Но Изиль Лелюдович не счёл нужным вдаваться в такие незначительные, по его мнению, подробности и сразу перешёл к главному:

— Я и так пошёл на многое, взяв вашего внука-инвалида в обычную школу, где учатся нормальные дети. И сделал я это исключительно из уважения к вам, Леонид Натанович. Но теперь мне, как директору школы и как коренному безславинцу, придётся содействовать правоохранительным органам в организации изоляции вашего внука и помещения его в дом-интернат для умственно отсталых детей для его же собственной безопасности, — круто повернулся Изиль Лелюдович к участковому. — Ну и для нашей тоже…

— Мы ж, дедуля, твою проблему решить хочем!

— Забудь рыдать за мои проблемы, гражданин милиционэр, а то у меня с твоего голоса понос может случиться!

Ябунин сурово сдвинул брови, но директор Огрызко, предугадав его намерения, остановил участкового жестом руки.

Гордый, любящий пошутить Натаныч, и на этот раз державшийся непоколебимо, потупился. Кровь от лица его отхлынула.

Неприятная новость озадачила Натаныча, мысли потекли ровнее, но и тревожнее.

«А не запугивают ли они меня просто? Дом-интернат для умственно отсталых детей? Может, и не сделают они ничего с моим Мартыном?.. Ну, Натаныч, ну, старый дурень, теперь ты это счастье будешь хлебать ситечком…» — подступило сомнение. Но злоба, охватившая его, как огонь сухое дерево, нашептывала ему: «Ну, Ализка! Ну, доченька! Ну, гадюка…».

Натаныч, не говоря ни слова, резко встал и ушёл прочь.

Шарип Ахмедович сказал ему вслед:

— Удачи!.. — и, сам не зная почему, вспомнил день, когда этот добродушный еврей впервые привел в школу своего внука.

Вершина горы Кобачун пылала золотой пыльцой заката, осеннее солнце покидало безславинскую землю в торжественном великолепии победных красок. Шарип Ахмедович, при галстуке, выбритый досиза, стоял у окна учительской, любовался многообразием оттенков — пурпура, киновари, янтаря, — и по указанию директора школы ждал прихода иностранца…

МарТина учитель распознал ещё за дверью — по забавному голосу, хотя никогда до этого голоса его не слыхал.

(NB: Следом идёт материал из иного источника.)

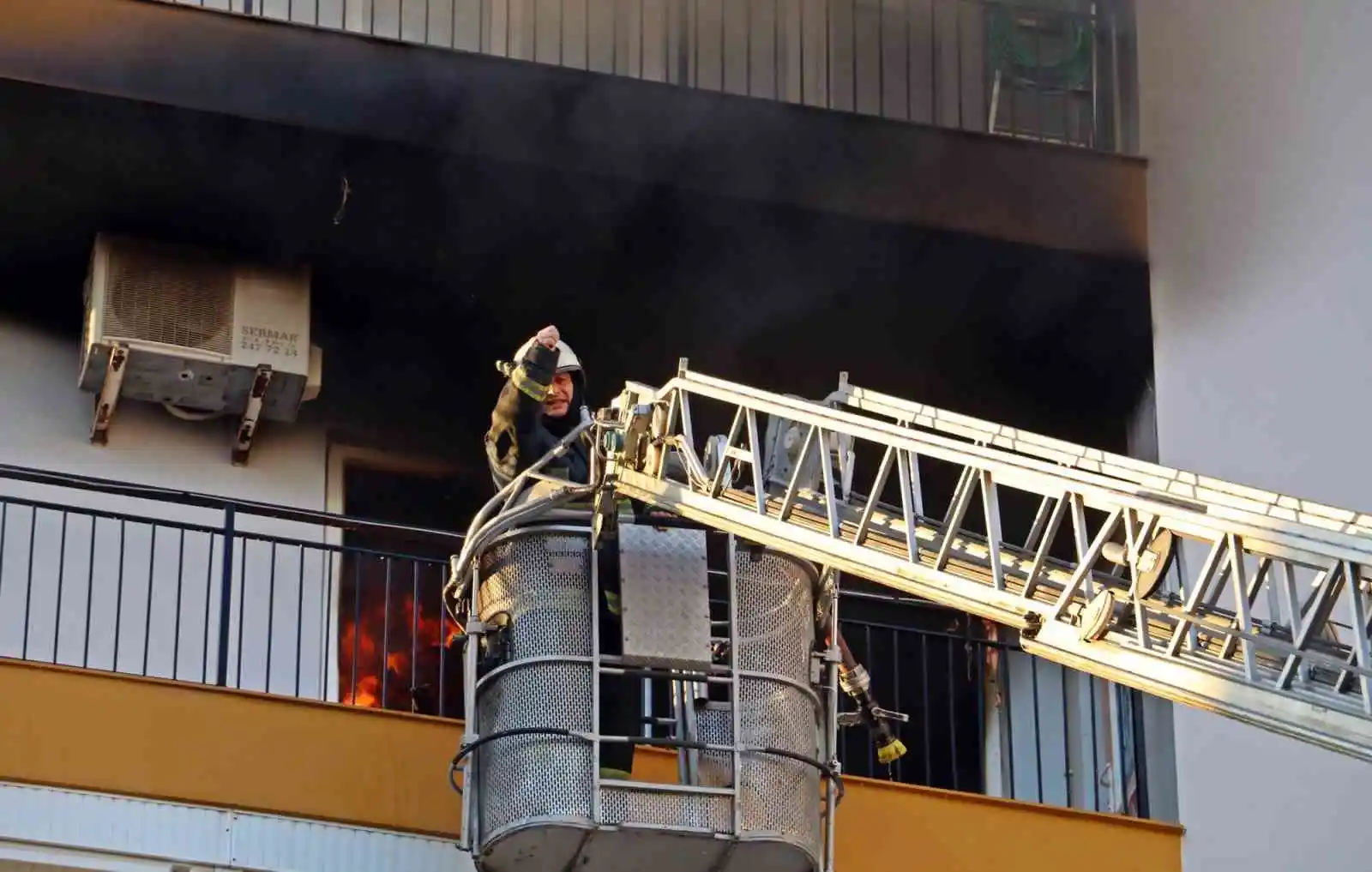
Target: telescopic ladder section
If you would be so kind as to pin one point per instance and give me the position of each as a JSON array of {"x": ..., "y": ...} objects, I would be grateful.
[{"x": 1211, "y": 594}]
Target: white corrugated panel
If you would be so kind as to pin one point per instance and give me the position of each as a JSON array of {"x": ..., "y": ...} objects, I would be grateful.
[{"x": 208, "y": 837}]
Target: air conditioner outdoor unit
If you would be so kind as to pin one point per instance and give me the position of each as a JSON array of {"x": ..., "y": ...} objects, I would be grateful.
[{"x": 196, "y": 332}]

В кабинет вошел Натаныч, весь при параде и в своей любимой кепке-хулиганке. Одной рукой он опирался на батожок, другой держал за руку своего внука. В левом уголке рта дымилась козья ножка.

Натаныч глубоко вобрал в себя воздух, жадно затягиваясь козьей ножкой, и выпустил клуб дыма, на мгновение скрыв в нем взволнованное свое лицо, и, снова затянувшись, сказал:

— Ну вот, привел, давайте знакомьтесь!

— Hello! — сказал юноша. Он покраснел и растерялся под любопытным взглядом.

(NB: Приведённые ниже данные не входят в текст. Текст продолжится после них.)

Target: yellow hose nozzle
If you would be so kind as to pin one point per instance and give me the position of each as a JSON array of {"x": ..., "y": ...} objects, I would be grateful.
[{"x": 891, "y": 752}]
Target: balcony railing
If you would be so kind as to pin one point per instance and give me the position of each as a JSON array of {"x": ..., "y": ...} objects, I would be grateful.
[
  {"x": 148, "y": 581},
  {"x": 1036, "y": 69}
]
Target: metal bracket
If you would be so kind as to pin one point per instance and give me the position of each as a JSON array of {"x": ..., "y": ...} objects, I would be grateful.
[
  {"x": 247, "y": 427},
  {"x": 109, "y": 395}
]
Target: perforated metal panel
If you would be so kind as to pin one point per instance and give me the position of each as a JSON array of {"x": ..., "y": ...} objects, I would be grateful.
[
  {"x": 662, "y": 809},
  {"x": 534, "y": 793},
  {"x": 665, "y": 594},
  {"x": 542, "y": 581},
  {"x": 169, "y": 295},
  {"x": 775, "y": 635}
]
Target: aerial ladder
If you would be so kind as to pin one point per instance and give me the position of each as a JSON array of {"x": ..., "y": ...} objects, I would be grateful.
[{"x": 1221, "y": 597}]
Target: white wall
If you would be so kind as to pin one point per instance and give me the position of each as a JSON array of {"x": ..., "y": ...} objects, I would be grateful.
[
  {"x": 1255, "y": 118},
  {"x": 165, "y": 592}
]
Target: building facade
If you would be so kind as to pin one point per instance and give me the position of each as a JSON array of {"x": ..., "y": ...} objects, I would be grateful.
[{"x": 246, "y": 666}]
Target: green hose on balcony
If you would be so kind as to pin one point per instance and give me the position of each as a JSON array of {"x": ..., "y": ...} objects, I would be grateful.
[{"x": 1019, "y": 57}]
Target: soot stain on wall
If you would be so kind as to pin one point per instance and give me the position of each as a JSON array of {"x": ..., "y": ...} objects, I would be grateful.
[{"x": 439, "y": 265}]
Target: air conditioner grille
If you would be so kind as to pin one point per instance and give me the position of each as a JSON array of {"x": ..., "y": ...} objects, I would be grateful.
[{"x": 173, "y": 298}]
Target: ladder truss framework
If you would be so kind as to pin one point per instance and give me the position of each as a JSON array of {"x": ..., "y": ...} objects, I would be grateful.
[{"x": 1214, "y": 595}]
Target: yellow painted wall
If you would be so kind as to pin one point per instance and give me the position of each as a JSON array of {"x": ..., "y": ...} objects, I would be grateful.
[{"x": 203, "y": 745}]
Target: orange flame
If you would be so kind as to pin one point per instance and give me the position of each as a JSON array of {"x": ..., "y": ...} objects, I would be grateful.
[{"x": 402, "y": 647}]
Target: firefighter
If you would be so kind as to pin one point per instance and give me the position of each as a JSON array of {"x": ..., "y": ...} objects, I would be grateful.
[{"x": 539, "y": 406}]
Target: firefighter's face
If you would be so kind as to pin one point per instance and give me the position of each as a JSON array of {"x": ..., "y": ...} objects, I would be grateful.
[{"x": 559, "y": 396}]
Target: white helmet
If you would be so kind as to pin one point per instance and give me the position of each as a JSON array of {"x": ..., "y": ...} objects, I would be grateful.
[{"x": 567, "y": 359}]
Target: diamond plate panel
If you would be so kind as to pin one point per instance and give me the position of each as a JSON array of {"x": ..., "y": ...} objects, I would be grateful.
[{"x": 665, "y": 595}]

— Здравствуй! — перейдя на английский, протянул руку МарТину учитель. — Меня зовут Шарип Ахмедович. Как тебя зовут?

— МарТин.

Маленькая, узкая рука Мартина утонула в крупной, сильной ладони учителя.

— Главная наша заморочка, — поторопился выдать всё сразу Натаныч, — шо мы с бабкой не бельмеса его не понимаем! Как дочка уехала, так мы только на пальцах, типа глухонемых, и общаемся.

— Не волнуйтесь, Леонид Натанович, сейчас всё уладим.

Жестом пригласив внука с дедом занять места на угловом диване, учитель английского уселся на стул прямо перед ними.

— Итак, МарТин, ты хочешь попробовать поучиться в нашей школе?

— Конечно же, хочу! Ведь я не закончил обучение в Лондоне, и мы с мамой прилетели сюда в надежде, что я смогу доучиться и ещё выучить русский язык. А уже прошло много времени, и я до сих пор не нигде не учусь и совсем не понимаю вашего языка. Он для меня как китайский!

МарТин неестественно громко засмеялся.

Шарип Ахмедович сразу почувствовал эту неестественность, а вдобавок и свою некомпетентность в преподавании английского языка, поскольку из всего сказанного МарТином он понял лишь «Конечно же, хочу» и «не понимаю вашего… китайского языка».

Но главным было то, что и сам учитель остро ощущал ненатуральность своего поведения, и так ему было неудобно и больно за себя, что он тоже зарделся.

Ситуация была неловкой, потому что Шарип Ахмедович впервые за свою учительскую практику растерялся при встрече с подростком, а неординарный МарТин, тараторивший на лондонском сленге, ещё больше ввел преподавателя английского в состояние замешательства.

Учитель и Натаныч задумчиво посмотрели друг на друга. Наконец Натаныч бросил потухшую козью ножку в пепельницу, стоявшую на журнальном столике и, догадавшись обо всём, сказал:

— Мы и головная боль, это-таки да!

— В смысле? — не понял учитель.

— В смысле, шо и мы с бабкой ни бельмеса, ни ку-ку, ни му-му…

— Куришь? — неожиданно для самого себя спросил МарТина учитель, отыскивая на столе сигареты и зажигалку.

Подросток отрицательно качнул головой.

— А я вот курю и бросить не могу, — зачем-то признался Шарип Ахмедович и закурил.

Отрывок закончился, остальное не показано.